Judges at a Norwegian court on Tuesday unanimously rejected mass killer Anders Behring Breivik's application to be released on parole.
The right-wing extremist was convicted of the murder of 77 people in Oslo and on the island of Utoya nearly 10 years ago.
The Telemark district court sitting in Skien, some 130 kilometres south-west of Oslo, had been weighing for the past two weeks whether Breivik continues to pose a threat to society.
During the parole hearing on January 18, Breivik arrived in the courtroom carrying a laptop bag with a right-wing message written on it.
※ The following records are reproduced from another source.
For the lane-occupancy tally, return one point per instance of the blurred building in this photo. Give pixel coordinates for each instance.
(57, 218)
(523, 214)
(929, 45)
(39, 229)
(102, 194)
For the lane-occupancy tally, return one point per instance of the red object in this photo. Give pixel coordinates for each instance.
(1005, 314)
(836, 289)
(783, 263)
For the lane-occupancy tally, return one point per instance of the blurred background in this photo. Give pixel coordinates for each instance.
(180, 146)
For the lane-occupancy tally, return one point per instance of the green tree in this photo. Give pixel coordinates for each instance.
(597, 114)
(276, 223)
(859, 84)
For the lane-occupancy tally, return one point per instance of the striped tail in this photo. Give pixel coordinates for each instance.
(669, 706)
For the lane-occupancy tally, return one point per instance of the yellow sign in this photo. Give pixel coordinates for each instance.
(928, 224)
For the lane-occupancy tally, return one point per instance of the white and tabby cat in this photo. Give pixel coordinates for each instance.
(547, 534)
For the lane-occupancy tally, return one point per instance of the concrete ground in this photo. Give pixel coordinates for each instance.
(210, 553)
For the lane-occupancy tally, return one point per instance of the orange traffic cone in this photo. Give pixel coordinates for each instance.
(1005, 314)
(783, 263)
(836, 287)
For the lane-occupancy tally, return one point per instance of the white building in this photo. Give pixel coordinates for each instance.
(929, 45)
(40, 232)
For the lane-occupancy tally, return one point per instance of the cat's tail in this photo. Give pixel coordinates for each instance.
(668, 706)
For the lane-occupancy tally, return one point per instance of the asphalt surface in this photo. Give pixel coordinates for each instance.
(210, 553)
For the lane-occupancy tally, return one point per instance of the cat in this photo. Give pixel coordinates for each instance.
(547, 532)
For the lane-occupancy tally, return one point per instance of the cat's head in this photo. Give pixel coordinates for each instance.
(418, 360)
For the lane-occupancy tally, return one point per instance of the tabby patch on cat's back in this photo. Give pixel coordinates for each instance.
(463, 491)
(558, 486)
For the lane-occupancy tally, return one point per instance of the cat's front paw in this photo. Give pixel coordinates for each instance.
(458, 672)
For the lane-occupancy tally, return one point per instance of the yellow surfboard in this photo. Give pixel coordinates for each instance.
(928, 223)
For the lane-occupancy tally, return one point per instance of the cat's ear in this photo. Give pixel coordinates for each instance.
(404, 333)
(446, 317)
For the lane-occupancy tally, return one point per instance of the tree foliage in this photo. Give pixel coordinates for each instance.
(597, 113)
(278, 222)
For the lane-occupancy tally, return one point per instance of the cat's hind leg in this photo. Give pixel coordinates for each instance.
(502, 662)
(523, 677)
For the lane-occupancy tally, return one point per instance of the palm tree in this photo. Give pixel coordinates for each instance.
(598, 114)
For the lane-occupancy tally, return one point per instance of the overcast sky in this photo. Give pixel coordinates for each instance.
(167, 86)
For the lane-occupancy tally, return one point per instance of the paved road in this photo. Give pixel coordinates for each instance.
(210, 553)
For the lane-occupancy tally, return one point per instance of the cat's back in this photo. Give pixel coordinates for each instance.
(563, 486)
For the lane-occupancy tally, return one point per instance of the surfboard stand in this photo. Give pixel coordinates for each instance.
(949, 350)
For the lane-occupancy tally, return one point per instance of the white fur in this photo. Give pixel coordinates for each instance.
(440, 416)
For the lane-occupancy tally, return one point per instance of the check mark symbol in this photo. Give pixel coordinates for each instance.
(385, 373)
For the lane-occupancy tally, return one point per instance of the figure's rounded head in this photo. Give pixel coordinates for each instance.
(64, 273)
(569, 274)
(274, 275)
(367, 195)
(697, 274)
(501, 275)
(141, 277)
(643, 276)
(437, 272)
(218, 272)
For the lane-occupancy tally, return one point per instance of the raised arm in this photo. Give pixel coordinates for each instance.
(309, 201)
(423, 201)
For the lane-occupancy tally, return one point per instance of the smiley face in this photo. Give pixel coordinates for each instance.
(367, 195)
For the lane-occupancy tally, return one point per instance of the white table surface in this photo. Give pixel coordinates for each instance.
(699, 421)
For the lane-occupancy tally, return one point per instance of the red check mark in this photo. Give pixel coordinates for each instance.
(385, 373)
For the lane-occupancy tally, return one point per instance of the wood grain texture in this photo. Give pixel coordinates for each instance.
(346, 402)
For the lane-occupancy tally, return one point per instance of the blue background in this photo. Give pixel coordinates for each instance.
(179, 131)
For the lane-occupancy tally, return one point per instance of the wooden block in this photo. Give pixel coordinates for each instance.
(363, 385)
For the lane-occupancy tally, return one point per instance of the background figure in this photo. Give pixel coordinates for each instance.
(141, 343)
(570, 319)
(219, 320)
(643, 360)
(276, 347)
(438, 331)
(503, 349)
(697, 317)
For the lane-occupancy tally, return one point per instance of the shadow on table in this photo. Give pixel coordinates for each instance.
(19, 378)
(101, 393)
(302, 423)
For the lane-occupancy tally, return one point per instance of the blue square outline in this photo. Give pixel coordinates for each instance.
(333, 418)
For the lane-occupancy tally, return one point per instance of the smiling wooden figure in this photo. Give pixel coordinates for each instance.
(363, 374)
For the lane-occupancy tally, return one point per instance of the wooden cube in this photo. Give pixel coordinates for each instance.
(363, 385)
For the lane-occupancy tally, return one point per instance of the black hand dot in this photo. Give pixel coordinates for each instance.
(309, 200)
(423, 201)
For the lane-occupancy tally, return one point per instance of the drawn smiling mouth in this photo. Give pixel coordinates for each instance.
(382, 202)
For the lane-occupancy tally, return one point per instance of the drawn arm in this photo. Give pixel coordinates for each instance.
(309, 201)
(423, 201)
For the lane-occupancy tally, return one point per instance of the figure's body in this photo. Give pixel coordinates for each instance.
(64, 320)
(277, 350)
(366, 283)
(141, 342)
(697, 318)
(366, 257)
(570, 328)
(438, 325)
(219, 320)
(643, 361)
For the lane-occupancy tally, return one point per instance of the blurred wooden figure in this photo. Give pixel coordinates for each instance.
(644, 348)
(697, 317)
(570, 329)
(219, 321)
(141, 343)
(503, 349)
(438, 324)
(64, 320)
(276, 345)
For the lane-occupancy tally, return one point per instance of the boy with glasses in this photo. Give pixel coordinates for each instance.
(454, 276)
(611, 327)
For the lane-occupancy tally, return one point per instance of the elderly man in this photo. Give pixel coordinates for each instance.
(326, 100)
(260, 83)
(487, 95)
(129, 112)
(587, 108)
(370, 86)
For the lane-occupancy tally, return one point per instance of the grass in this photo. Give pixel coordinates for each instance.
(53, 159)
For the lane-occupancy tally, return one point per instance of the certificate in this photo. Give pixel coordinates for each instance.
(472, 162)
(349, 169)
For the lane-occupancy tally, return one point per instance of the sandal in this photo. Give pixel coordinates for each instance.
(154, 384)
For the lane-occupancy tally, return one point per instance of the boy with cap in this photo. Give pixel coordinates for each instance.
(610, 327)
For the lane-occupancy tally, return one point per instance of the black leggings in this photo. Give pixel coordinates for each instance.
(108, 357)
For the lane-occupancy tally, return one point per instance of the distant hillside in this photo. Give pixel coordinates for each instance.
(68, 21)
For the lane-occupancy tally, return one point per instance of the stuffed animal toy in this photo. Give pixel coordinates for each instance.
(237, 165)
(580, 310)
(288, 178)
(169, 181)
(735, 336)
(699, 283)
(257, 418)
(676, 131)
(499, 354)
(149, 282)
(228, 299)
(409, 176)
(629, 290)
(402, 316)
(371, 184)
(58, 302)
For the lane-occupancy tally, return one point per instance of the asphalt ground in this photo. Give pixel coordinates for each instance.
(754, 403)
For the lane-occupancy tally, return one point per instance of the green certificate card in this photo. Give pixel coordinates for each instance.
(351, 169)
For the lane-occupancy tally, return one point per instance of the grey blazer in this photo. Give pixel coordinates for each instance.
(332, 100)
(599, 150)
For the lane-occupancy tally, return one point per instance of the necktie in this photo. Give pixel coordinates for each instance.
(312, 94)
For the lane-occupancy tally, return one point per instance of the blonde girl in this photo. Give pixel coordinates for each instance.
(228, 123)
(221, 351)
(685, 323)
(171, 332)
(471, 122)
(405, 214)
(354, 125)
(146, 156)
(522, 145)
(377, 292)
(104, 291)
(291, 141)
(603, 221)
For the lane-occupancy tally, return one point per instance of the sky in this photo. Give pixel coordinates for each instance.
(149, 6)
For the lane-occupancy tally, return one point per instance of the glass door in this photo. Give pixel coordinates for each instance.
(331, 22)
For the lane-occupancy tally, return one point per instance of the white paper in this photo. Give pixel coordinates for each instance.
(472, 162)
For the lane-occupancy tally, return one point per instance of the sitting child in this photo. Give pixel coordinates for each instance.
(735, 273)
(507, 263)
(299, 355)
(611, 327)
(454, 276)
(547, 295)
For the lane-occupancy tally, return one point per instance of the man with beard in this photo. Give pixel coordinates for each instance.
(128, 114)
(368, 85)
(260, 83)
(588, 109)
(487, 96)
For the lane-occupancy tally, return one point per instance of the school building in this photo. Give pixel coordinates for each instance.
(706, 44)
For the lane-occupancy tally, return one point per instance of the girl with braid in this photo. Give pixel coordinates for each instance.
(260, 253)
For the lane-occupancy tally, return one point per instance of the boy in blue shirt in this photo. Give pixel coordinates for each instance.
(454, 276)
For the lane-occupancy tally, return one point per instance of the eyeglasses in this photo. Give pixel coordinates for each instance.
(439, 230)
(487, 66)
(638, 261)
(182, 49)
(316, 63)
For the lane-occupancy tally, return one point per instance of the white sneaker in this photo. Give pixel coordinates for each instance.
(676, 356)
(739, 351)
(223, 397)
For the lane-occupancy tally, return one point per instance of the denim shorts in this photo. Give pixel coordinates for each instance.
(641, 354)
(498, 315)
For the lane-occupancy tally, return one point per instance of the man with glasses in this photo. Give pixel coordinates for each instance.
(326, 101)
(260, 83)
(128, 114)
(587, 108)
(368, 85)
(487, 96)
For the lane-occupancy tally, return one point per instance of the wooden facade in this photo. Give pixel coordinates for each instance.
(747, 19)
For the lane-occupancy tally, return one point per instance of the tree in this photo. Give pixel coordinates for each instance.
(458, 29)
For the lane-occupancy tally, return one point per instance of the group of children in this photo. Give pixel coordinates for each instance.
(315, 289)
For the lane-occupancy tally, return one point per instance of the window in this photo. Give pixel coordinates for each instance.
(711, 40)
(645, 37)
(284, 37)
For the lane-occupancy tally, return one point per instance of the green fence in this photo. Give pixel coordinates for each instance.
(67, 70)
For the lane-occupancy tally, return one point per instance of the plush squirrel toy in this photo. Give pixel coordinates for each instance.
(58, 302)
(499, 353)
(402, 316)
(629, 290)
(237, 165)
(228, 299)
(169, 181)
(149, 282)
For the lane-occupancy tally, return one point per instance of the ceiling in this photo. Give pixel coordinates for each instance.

He also gave a Nazi salute.
In their brief judgement issued on Tuesday, the court sided with the public prosecutor's office and said Breivik should be kept behind bars.
Breivik, who is 42 and calls himself Fjotolf Hansen, detonated a car bomb in the government quarter in Oslo, killing eight people on July 22, 2011.
He then carried out a massacre of people attending a youth camp organized by Norway's Labour Party, killing 69, most of them young people.
Anti-Islam motives
Breivik cited right-wing extremist and anti-Islam motives for his crimes, the worst terrorist attack in the country since World War II.
The Oslo District Court in 2012 sentenced him to 21 years - the maximum possible at the time. He is allowed to seek parole after 10 years, with the court determining whether the early release is warranted.
Breivik's sentence also came with a "preventive detention" clause that allows him to be kept behind bars even after 21 years if he is deemed a continued threat to society - meaning he could die in prison.